From Vets to VET: Lessons from WorkMate’s AI model for Veterinarians
Article #8 of AI in Education Article Series: May 2025
Article #9 of AI in Education Article Series: May 2025
Written by
Superpower: Romance languages
Fixations: Sunday drives
Phoebe works predominantly in social and market research, as well as monitoring and evaluation. Her projects often involve large-scale surveying and interviewing, and more recently, Artificial Intelligence in education.
She began her journey to research and evaluation in Brazil in 2020, supporting projects on social services, gender violence and education, for NGOS, governments and intergovernmental agencies. Prior to this, she worked as an English language teacher for adults.
Outside of work, Phoebe loves history, languages, animals and the outdoors. Together with her partner, she offers support services for Latin American migrants in New Zealand.
Phoebe has a Conjoint Bachelor of Arts and Commerce in Marketing (Market Research), International Business and Spanish.
Artificial Intelligence (AI) opens up exciting opportunities in assessment and learner support. However, its successful use depends on understanding and addressing common misconceptions – both those held by learners and educators. This article explores four common misconceptions relating to the use of AI for assessments, as well as what education providers can do to manage them.
This article is the ninth in a series titled “AI in Education”, aimed at education providers interested in AI. The intention is for this series to act as a beginner’s guide to the use of AI in education, with a particular focus on AI agents. This series is being developed as part of a project to develop an AI agent for learner oral assessment, funded by the Food and Fibre Centre of Vocational Excellence (FFCoVE). We invite you to follow along as we (Scarlatti) document our learnings about this exciting space.
Note that this article reflects the views of Scarlatti as of May 2025. They do not necessarily represent the views of the Food and Fibre Centre of Vocational Excellence.
Some think that AI systems are neutral and objective, assuming they do not carry bias. Others think that AI is highly biased.
In practice, the level of bias is somewhere in the middle, but improving. This is because AI systems reflect the data that they are trained on - including any historical biases within that data (Wellner, 2020) and how they are aligned. These systems can also lack understanding of Indigenous knowledge such as Mātauranga Māori, as they’re usually trained on data from dominant Western contexts (Ministry of Education, 2024). This means that the way that individual AI systems are designed and trained directly impacts whether its models produce biased or non-biased outputs.

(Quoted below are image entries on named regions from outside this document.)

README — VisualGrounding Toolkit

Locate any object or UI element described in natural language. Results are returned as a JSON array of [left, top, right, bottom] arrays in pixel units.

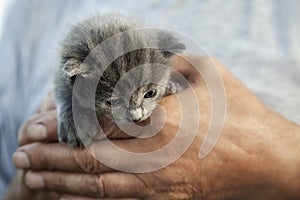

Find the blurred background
[[0, 0, 300, 196]]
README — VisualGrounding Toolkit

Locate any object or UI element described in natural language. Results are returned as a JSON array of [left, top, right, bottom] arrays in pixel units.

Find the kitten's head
[[62, 14, 185, 122], [96, 53, 170, 122]]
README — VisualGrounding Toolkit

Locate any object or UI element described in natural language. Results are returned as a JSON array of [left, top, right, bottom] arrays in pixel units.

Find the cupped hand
[[14, 57, 299, 199]]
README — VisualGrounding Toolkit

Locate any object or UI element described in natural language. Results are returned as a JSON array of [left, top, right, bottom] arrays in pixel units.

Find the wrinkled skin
[[7, 56, 300, 199]]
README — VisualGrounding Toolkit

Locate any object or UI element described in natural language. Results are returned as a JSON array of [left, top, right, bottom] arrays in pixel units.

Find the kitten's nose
[[129, 108, 143, 122]]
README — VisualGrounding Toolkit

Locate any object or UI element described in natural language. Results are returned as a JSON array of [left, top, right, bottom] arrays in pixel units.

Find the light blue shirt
[[0, 0, 300, 197]]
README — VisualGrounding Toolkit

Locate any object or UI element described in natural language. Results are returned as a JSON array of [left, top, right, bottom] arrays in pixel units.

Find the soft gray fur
[[54, 13, 185, 147]]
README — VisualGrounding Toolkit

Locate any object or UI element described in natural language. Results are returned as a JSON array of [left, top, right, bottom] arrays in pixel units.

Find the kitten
[[54, 13, 185, 147]]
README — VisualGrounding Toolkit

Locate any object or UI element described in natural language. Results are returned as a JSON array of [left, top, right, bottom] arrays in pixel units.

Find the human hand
[[14, 57, 300, 199]]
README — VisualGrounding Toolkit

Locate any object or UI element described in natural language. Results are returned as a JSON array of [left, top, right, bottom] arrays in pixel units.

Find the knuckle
[[73, 149, 100, 173], [94, 174, 107, 198]]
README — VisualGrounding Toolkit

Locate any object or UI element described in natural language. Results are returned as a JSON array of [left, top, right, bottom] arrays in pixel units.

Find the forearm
[[4, 170, 59, 200]]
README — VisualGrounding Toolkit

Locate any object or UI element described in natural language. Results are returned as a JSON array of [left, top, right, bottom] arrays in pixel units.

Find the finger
[[60, 194, 139, 200], [18, 110, 57, 146], [37, 92, 56, 113], [13, 143, 114, 173], [25, 171, 150, 198]]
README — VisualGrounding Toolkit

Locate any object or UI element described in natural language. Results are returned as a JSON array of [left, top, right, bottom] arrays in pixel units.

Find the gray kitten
[[54, 13, 185, 147]]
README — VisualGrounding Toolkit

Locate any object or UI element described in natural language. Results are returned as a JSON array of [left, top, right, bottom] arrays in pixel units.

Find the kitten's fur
[[54, 13, 185, 147]]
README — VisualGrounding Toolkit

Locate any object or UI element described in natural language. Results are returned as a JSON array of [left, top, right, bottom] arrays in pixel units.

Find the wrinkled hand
[[14, 57, 300, 199]]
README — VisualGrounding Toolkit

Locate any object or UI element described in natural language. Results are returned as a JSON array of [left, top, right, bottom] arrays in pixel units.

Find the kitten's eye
[[106, 98, 122, 106], [144, 89, 157, 99]]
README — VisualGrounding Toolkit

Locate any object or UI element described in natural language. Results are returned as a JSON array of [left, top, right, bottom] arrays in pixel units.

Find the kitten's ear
[[158, 31, 186, 57], [62, 58, 92, 78]]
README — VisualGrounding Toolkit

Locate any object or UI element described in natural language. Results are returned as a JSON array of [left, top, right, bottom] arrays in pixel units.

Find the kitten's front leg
[[58, 104, 91, 148]]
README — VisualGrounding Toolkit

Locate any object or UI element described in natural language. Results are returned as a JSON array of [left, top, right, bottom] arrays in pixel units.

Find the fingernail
[[13, 151, 30, 169], [25, 171, 45, 189], [27, 124, 47, 140], [59, 196, 70, 200]]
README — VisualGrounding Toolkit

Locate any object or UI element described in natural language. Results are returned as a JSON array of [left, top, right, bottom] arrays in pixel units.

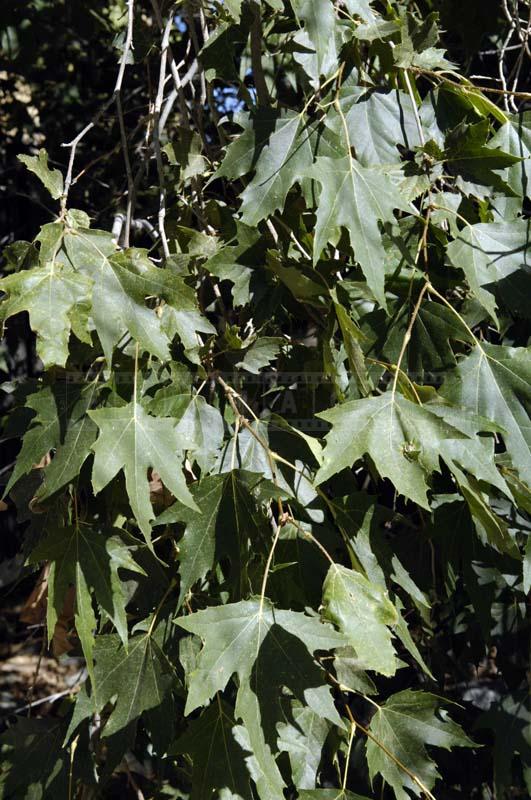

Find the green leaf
[[65, 233, 215, 364], [360, 295, 474, 382], [323, 564, 398, 675], [89, 399, 196, 543], [366, 689, 474, 800], [31, 523, 143, 680], [236, 336, 286, 375], [308, 155, 405, 307], [18, 149, 63, 200], [175, 600, 345, 714], [393, 12, 453, 69], [173, 695, 253, 800], [5, 382, 97, 500], [241, 111, 312, 225], [94, 632, 175, 737], [441, 342, 531, 484], [157, 470, 264, 605], [447, 219, 529, 319], [488, 111, 531, 197], [0, 260, 91, 367], [327, 87, 421, 167], [299, 789, 369, 800], [179, 600, 344, 800], [445, 119, 520, 193], [278, 702, 332, 789], [291, 0, 337, 85], [0, 716, 70, 800], [176, 395, 224, 472]]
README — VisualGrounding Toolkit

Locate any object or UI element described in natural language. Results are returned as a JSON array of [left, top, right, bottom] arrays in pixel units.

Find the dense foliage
[[0, 0, 531, 800]]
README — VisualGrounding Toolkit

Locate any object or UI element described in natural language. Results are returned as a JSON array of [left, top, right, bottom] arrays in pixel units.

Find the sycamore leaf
[[292, 0, 337, 85], [65, 228, 215, 364], [179, 600, 345, 800], [157, 470, 264, 605], [393, 11, 453, 69], [241, 111, 312, 225], [323, 564, 398, 675], [445, 119, 520, 194], [94, 632, 175, 737], [0, 715, 70, 800], [316, 391, 498, 508], [327, 87, 421, 167], [277, 701, 332, 796], [179, 600, 346, 714], [299, 789, 369, 800], [447, 219, 529, 319], [366, 689, 474, 800], [361, 297, 474, 382], [308, 155, 405, 307], [441, 342, 531, 484], [0, 260, 91, 367], [176, 395, 224, 472], [488, 111, 531, 197], [236, 336, 285, 375], [31, 523, 143, 679], [89, 399, 196, 542], [172, 695, 253, 800], [18, 149, 63, 200], [5, 383, 97, 499]]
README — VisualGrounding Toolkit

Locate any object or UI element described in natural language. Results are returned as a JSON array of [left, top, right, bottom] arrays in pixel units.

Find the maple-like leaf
[[278, 701, 332, 797], [5, 382, 97, 500], [94, 631, 175, 737], [157, 470, 265, 603], [308, 155, 405, 307], [323, 564, 398, 675], [18, 148, 64, 200], [327, 86, 421, 167], [488, 111, 531, 197], [366, 689, 474, 800], [175, 600, 345, 800], [447, 219, 530, 319], [31, 523, 143, 678], [174, 695, 253, 800], [0, 261, 91, 367], [89, 399, 197, 541], [177, 395, 224, 473], [316, 391, 499, 508], [441, 342, 531, 484]]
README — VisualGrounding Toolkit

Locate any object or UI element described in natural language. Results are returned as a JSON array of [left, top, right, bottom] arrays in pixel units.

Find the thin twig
[[153, 6, 174, 258], [250, 1, 269, 106], [61, 0, 134, 216]]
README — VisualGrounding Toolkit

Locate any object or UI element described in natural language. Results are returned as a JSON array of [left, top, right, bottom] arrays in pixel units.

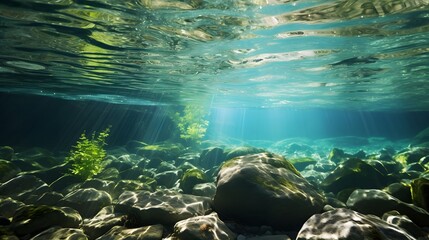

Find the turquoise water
[[0, 0, 429, 111]]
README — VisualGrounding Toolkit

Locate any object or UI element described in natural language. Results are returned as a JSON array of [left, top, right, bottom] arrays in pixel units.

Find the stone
[[406, 162, 426, 172], [214, 153, 325, 230], [172, 213, 236, 240], [119, 166, 143, 180], [49, 174, 82, 193], [321, 158, 388, 193], [179, 168, 207, 194], [58, 188, 112, 218], [11, 205, 82, 236], [35, 192, 64, 206], [80, 178, 115, 193], [383, 183, 413, 203], [118, 190, 212, 226], [0, 159, 21, 183], [82, 205, 128, 239], [199, 147, 226, 169], [97, 224, 164, 240], [225, 147, 265, 160], [296, 208, 415, 240], [111, 180, 153, 199], [289, 157, 317, 171], [411, 177, 429, 211], [346, 189, 429, 226], [155, 170, 180, 188], [0, 197, 25, 218], [25, 163, 70, 184], [0, 146, 15, 161], [382, 211, 429, 240], [328, 148, 344, 163], [394, 147, 429, 167], [192, 183, 216, 198], [0, 175, 51, 204], [412, 127, 429, 145], [156, 161, 176, 172], [30, 227, 88, 240], [95, 167, 119, 181]]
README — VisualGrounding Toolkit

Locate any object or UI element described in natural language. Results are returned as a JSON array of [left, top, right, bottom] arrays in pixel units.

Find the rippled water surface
[[0, 0, 429, 110]]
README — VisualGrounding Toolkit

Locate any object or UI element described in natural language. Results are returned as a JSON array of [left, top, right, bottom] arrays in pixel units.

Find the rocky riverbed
[[0, 134, 429, 240]]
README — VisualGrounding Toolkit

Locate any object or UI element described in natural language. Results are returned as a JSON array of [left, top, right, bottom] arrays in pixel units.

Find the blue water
[[0, 0, 429, 149], [0, 0, 429, 111]]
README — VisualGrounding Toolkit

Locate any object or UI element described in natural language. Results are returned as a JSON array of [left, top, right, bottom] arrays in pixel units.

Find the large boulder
[[411, 177, 429, 211], [296, 208, 415, 240], [0, 159, 21, 183], [118, 190, 212, 226], [214, 153, 325, 230], [31, 227, 88, 240], [322, 158, 388, 193], [97, 225, 164, 240], [172, 213, 236, 240], [58, 188, 112, 218], [346, 189, 429, 226], [0, 175, 51, 204], [11, 205, 82, 236]]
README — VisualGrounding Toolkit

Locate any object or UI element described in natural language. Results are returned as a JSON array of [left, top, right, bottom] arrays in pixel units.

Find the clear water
[[0, 0, 429, 111]]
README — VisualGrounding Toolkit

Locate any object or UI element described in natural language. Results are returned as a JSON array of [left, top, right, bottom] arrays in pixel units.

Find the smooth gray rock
[[0, 159, 21, 183], [58, 188, 112, 218], [296, 208, 415, 240], [82, 205, 127, 239], [97, 225, 164, 240], [11, 205, 82, 236], [118, 190, 212, 226], [346, 189, 429, 226], [214, 153, 325, 230], [30, 227, 88, 240], [0, 175, 51, 204], [0, 198, 25, 218], [172, 213, 236, 240]]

As of May 2025, audits show that the newest large language models display smaller but still measurable demographic biases. Armstrong et al. (2024) documented sizable gender and race gaps in GPT-3.5. A more recent multi-model audit by Gaebler et al. (2025) finds that overt hiring-style gender preferences are now only a few percentage points, indicating progress, though not full elimination. Meanwhile, subtler stereotype and intersectional effects persist, as shown by Bai et al. (2025) and Salinas et al. (2025). We suggest that it remains essential to consult the newest evaluations for each model and to run context-specific audits before deploying an agent.
Some believe that AI outputs are always accurate and reliable. While others believe that AI is useless for assessments.
Like misconception 1, the reality is somewhere in the middle of these misconceptions. AI’s accuracy (and therefore its useability) largely depends on the quality of the training data and the design of the model. Over the last year, AI models have only gotten more accurate, with notable improvements seen in the quality of training data and algorithmic efficiency.
During our oral assessment agent pilots, we found that tutors agreed with the AI grade at least 94% of the time. The most common cause of AI giving incorrect grades or feedback has been when there is vagueness or missing information in the original content used to prompt the AI (in our case, grading rubrics, course content and past answers). However, there are likely still differences between an AI grader and a human grader. For example, a human teacher can adjust for context, learning needs, or misunderstandings, and reward points for originality, insight or learner improvement over time.
Users worry that AI systems will automatically collect and misuse their personal data during their assessment.
As of May 2025, most AI models now offer control over data sharing. For example, Claude does not use user data for training by default. ChatGPT allows users to opt-out in its settings. Scarlatti’s agent has been built using a secure API connection to OpenAI models, which do not use user data for training by default. Despite this, we acknowledge that there are misconceptions (and therefore concerns) about OpenAI’s use of data.
AI is only used to convert existing assessments into a new format (e.g., written to oral) to reduce costs.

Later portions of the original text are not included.